In educational psychology, a problem is a situation in which there is some obstacle between the initial state and the goal state that needs to be overcome. It can be divided into well-structured problem and ill-structured problem (Reed, 2016). Well-structured problems can be represented by a problem space consisting of well-defined initial states and goal states that are connected by legal moves. In contrast, the initial states, the goal states and the intermediate states of ill-structured problems are incompletely specified. In this study, well-structured problems included 10 judgment tasks, of which two were practice tasks and eight were formal tasks. For example, in ΔABC, if AB = BC, AD⊥BC, then ∠BAD = ∠CAD, is it right? Students solved the problems by interpreting and reasoning according to the properties of triangles. Stimuli were randomly presented. Ill-structured problem emphasized the application of knowledge in real life, which tested the participants’ abilities to transfer. The problem was as follows: A worker encountered a problem when building a house. He wanted to know whether the beams of the house were horizontal? An old man solved the problem using an isosceles triangle and a plumb bob tied with a string. The worker didn’t know the reason. How about you?
The well-structured tasks and ill-structured tasks were developed by math teachers in middle school. The well-structured tasks were selected from after-school practices consistent with the learning content. The ill-structured tasks came from the mathematics textbook of eighth grade. The materials were drawn using Auto-CAD software (see Figure 1).

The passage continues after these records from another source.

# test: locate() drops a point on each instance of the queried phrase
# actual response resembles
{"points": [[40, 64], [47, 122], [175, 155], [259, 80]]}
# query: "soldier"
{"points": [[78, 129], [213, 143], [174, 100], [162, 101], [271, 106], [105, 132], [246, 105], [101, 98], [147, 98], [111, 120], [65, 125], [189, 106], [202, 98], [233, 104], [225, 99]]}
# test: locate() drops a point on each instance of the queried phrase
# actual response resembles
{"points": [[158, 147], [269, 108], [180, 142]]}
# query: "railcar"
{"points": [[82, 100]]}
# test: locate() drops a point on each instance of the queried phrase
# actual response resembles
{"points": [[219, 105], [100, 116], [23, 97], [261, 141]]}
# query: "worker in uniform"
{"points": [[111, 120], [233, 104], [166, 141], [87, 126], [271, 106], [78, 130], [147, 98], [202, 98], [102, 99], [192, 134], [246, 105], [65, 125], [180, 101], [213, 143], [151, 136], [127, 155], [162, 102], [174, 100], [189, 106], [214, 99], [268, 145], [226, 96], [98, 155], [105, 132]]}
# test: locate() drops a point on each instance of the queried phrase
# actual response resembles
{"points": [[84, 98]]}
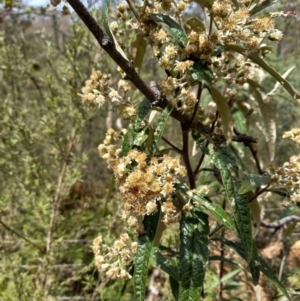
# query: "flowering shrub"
{"points": [[210, 87]]}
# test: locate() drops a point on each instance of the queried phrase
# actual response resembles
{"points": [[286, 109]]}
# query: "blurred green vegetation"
{"points": [[55, 194]]}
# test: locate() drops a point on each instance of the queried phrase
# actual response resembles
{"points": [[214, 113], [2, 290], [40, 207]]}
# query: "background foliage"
{"points": [[56, 193]]}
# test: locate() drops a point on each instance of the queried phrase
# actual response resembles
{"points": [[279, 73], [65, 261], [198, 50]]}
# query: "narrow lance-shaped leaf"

Figure 1. (A) Learning content, axisymmetric of an isosceles triangle. (B) An example of well-structured problem. (C) Ill-structured problem. (D) Experimental scenario. See the text for additional details.
Experimental procedure
The participants were tested individually in a dimly lit and noise-free room in the middle school. The lighting is particularly important, given that bright light can affect fNIRS signals (Shadgan et al., 2010). Each participant was seated approximately 70 cm in front of a 21-inch computer monitor (refresh rate 60 Hz, 1,920 × 1,080 resolution) and worn an fNIRS helmet throughout the tasks.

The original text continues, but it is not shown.